After less than a year in a concentration camp she was, according to an eyewitness, “bald, emaciated and shivering.” This happy girl went from sharing a secret room with her family to sharing a concentration camp infirmary full of rats and in complete darkness with her sister. Even more excruciating is that Frank died mere weeks before the British liberated her camp.

Revelation of New Book

The research in Sullivan’s book is impressive and convincing. But the subtitle of the book, “A Cold Case Investigation,” is misleading, for the case may never have been that cold.
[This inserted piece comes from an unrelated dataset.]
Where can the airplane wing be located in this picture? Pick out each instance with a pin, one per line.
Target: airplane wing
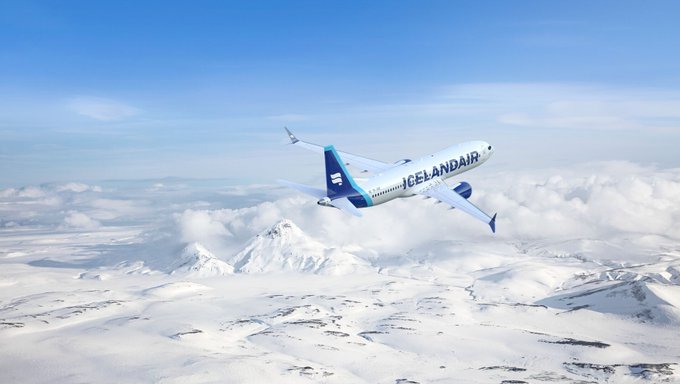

Early on, the book makes apparent that some people knew the identity of the person who betrayed Frank’s family to the Nazis. There is a strong possibility that Frank’s own father, Otto, the only family member to have survived the Holocaust, knew.

One is even given a rough chronology as to when he gained this knowledge. As shown by Sullivan and the research team, Otto went from feverish cooperation with the official police investigation in 1948 to indifference by the time the next official investigation in 1963 was conducted.

Otto may have supplied the reason when he told journalist Friso Endt that the family’s betrayer was Jewish. One could gather from this that either Otto was trying to protect a fellow Jew and keep what happened to his family focused on the Nazis or that he knew and forgave the betrayer because the latter faced the monstrous decision of protecting his own family by giving up others.

The most remarkable piece of evidence unearthed for the first time by the researchers was their discovery of an anonymous typed copy of a note sent to Frank’s father identifying the betrayer as a Jewish notary named Arnold van den Bergh. Miep Gies, who helped get the Frank family into the secret room in 1942, may have known about Van den Bergh as well when she hinted during a 1994 lecture that the betrayer was Jewish.

From there, the team provides strong circumstantial evidence about Van den Bergh betraying the Franks and why. As the notary of a Jewish council established by the Nazis in Amsterdam, he had access to all of the Jewish hiding places in the city; and the fact that he and his Jewish daughter were never put on the trains to the concentration camps strongly suggests the Franks and others were sacrificed instead.

One of the nagging questions put to subsequent generations about life under the Nazis is what they would have done in the same circumstances. For those quick to condemn Van den Bergh for handing a teenage girl over to the Gestapo and the girl’s father for not outing the betrayer because of some kind of Jewish loyalty, one should recognize the unique evil of the Holocaust.